Le feuilleton ne fait que commencer. Le Paris Saint-Germain a officiellement formulé une demande de report concernant son match face au RC Lens, initialement programmé le 11 avril en Ligue 1. En cause : deux rencontres capitales de Ligue des champions contre Liverpool encadrent cette date. Une situation qui cristallise les tensions au sommet du football français.
Un calendrier sous haute tension
Si la demande de report est acceptée par les instances compétentes, le choc Lens-PSG se tiendrait entre la 33e et la 34e journée de championnat. Autrement dit, juste avant l'ultime journée de Ligue 1. Un timing ultra-serré, potentiellement décisif dans la course au titre ou aux places européennes.
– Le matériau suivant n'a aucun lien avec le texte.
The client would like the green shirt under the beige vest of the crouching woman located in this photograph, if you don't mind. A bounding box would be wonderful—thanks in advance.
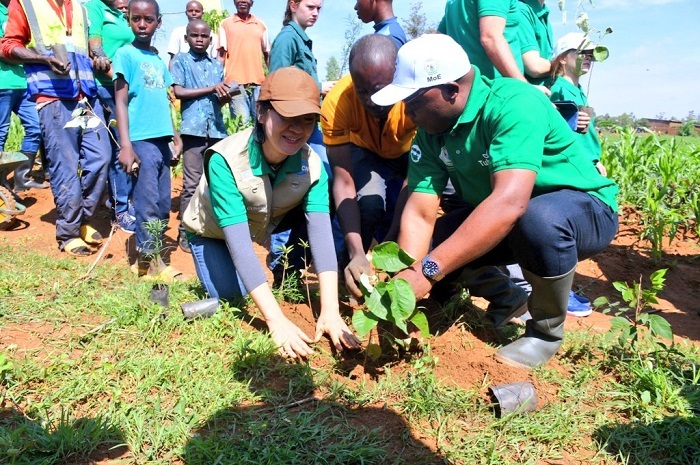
[206,137,330,229]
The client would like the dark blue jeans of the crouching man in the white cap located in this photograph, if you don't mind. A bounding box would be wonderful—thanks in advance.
[433,189,618,277]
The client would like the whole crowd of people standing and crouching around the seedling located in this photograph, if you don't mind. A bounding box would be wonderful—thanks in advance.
[0,0,618,368]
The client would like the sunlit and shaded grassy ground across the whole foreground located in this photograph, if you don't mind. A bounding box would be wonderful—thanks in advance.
[0,238,700,464]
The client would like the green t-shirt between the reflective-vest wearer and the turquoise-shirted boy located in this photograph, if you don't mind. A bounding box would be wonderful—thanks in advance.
[85,0,134,87]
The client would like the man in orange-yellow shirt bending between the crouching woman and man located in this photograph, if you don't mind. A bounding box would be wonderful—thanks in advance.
[321,34,527,326]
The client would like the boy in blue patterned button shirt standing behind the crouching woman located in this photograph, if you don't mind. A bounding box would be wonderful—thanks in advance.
[170,19,231,253]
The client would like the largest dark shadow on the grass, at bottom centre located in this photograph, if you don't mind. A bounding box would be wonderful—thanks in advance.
[182,354,444,465]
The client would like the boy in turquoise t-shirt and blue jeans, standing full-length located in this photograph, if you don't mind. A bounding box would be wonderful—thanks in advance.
[112,0,182,277]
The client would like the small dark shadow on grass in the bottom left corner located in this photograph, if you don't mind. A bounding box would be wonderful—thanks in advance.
[0,409,129,465]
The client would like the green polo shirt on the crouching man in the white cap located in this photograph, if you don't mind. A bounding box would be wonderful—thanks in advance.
[408,70,618,211]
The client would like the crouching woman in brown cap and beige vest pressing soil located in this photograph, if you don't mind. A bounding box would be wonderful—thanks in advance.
[183,67,360,358]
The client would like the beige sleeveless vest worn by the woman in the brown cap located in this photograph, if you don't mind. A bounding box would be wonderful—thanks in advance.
[182,128,323,244]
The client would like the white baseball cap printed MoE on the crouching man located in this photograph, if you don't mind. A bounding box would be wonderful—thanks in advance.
[372,34,472,106]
Pour le PSG, l'argument est sportif et logistique. Disputer un match de championnat à haute intensité entre deux confrontations face à Liverpool en C1 représenterait une charge physique et mentale considérable. Le club de la capitale défend sa position avec pragmatisme. Mais pour ses adversaires, cette logique dérange profondément.
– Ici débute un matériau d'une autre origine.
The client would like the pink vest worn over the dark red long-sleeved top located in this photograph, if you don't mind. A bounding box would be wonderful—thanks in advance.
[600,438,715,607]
Oughourlian en première ligne contre le PSG
Le président du RC Lens, Joseph Oughourlian, n'a pas mâché ses mots. Selon lui, accepter cette demande reviendrait à valider une forme de traitement de faveur. « Oughourlian dira que le PSG dirige le foot français », résume-t-on dans les couloirs du football professionnel. Une phrase qui illustre la fracture grandissante entre le club parisien et le reste de l'élite.
Cette affaire dépasse largement le simple réaménagement de calendrier. Elle pose une question fondamentale : les clubs qualifiés en coupe d'Europe doivent-ils bénéficier d'un traitement différencié au détriment de la compétition nationale ? Pour Lens, la réponse est clairement non. L'enjeu sportif est réel : un match reporté en fin de saison, dans un contexte de pression maximale, pourrait rebattre toutes les cartes.
Une décision qui engage l'avenir de la Ligue 1
La Ligue de Football Professionnel se retrouve face à un choix cornélien. Accorder le report, c'est prendre le risque d'alimenter le sentiment d'injustice qui ronge une partie des clubs. Le refuser, c'est potentiellement fragiliser les chances françaises sur la scène européenne, alors que le PSG représente l'étendard de la Ligue 1 en C1.
Ce dossier révèle une fois de plus les contradictions du football moderne, tiraillé entre impératifs économiques, exigences sportives et équité de la compétition. La décision finale sera scrutée à la loupe. Elle dira beaucoup sur la capacité du football français à s'affirmer face aux pressions des grands clubs. Le verdict est attendu dans les prochains jours.